The resolution also encourages other Prince George’s cities and towns to request the DHS and Congress protect TPS and DACA holders.
When the floor opened for discussion before the vote, the officials engaged in conversation about the resolution’s wording. Some also expressed a desire for more time to discuss the document with their jurisdictions.
Three amendments to the document removed Trump’s name from the resolution, changed the description of DACA from “resounding success” to “success,” and switched the “Prince George’s Municipal Association and its 27 municipalities” to “the Prince George’s County Municipal Association.”
A significant point of debate was whether the association should wait until its session in November to vote on the resolution, since several members said they had not yet had a chance to discuss the matter with their respective councils and constituents. The document had been introduced during the September session.
“I almost feel as if I need to abstain from this because we are representing our citizens, and actually not only just the city council, but the 23,000 plus people of Greenbelt,” said Greenbelt Councilman Konrad Herling. “I have a feeling the people would be very supportive of this. I feel that this is premature. I’m not saying not do it, but I’m saying let’s do it in a way (we’re all comfortable with).”
Other representatives had already discussed this with their councils. Also, Mount Rainier Councilwoman Celina Benitez pointed out that the November deadline for TPS made the timing of this resolution extremely important.
Joseph Solomon, president of the municipal association and Hyattsville council member, said in a separate interview that while he believes some people did genuinely want the opportunity to return to their jurisdictions, he suspected others were using it simply to delay the vote.

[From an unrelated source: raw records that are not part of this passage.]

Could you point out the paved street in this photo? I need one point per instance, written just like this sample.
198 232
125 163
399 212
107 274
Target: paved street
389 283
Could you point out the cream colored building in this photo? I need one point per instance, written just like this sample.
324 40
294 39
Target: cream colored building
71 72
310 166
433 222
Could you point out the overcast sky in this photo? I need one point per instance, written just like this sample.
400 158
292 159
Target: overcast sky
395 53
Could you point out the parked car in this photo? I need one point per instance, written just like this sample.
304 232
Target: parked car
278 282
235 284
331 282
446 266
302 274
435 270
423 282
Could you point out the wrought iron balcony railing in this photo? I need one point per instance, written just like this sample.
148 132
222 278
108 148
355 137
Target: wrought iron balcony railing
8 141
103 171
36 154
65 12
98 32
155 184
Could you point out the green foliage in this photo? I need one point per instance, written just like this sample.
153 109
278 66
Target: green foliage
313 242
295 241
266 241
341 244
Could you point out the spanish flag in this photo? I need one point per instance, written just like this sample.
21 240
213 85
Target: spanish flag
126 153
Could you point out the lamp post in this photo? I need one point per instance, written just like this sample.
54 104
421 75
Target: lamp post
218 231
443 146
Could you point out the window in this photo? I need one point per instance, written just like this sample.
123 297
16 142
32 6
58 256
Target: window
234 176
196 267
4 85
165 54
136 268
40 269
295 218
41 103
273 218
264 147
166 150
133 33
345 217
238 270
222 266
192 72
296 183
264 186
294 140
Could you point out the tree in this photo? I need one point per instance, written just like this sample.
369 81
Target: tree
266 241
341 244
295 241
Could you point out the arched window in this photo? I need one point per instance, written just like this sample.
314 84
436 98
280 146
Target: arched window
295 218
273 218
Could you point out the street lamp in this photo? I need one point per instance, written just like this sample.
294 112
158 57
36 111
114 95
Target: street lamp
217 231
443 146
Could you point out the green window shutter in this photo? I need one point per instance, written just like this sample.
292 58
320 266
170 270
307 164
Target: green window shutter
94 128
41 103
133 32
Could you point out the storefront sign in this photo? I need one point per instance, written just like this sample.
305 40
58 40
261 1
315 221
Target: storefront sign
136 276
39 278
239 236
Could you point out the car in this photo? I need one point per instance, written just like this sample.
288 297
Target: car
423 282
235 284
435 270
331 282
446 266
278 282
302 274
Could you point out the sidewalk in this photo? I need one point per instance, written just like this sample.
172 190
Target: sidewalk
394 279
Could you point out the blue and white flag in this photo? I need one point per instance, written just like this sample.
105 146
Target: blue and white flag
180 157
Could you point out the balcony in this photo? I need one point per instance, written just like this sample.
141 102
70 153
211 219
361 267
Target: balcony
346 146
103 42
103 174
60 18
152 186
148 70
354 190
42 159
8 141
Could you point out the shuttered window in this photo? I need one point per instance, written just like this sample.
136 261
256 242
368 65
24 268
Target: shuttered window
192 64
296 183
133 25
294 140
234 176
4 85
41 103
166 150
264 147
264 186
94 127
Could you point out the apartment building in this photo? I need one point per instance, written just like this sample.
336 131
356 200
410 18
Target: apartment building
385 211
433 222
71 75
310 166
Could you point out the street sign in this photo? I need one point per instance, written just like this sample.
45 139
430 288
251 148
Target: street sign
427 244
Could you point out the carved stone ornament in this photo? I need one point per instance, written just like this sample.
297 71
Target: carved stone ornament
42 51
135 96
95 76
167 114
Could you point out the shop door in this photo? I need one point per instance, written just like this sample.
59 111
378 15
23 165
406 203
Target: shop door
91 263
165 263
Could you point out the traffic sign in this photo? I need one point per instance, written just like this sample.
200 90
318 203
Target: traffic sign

“I think for some of the individuals it was a stalling tactic, and they didn’t have any interest in passing the resolution,” Solomon said. “I won’t say that everyone felt that way. Only a small sample of the representatives who abstained, I believe at least two or three wanted an opportunity to take it back to their councils.”
Representatives from Bladensburg, Cheverly, Edmonston, Hyattsville, Landover Hills, Morningside, Mount Rainier, Brentwood and Colmar Manor voted for the resolution. Those from Berwyn Heights, District Heights, Greenbelt, Laurel, New Carrollton, University Park, Cottage City and Riverdale Park abstained.
Benitez drafted the resolution and Solomon introduced it to the association on Sept. 21.
Benitez also wrote a resolution in support of DACA and TPS for Mount Rainier. The resolution passed their council.
“I didn’t know how far it could go,” she said. “When the option to bring it to the Prince George’s Municipal Association to discuss it in the broader sense with 27 municipalities, it felt right to bring it up.”
She said the resolution is “letting our residents know at the local level we’re also aware of this happening. It gives an extra voice to protect the rights of our residents.”
Brentwood and Hyattsville have also passed similar resolutions.
“The fact that local municipalities and leaders are answering the call to action to stand in solidarity with the immigrant community is huge,” said Julio Murillo, a policy analyst with CASA. “These officials who represent thousands of people are standing in solidarity with our community in their time of need, in a time when families are being attacked from the national level. They have stood up and answered their call to action to ensure that their residents who live in their municipalities feel safe and that they know that their local elected officials are not only ensuring that they feel safe, but are also supporting programs that benefit them and their livelihood.”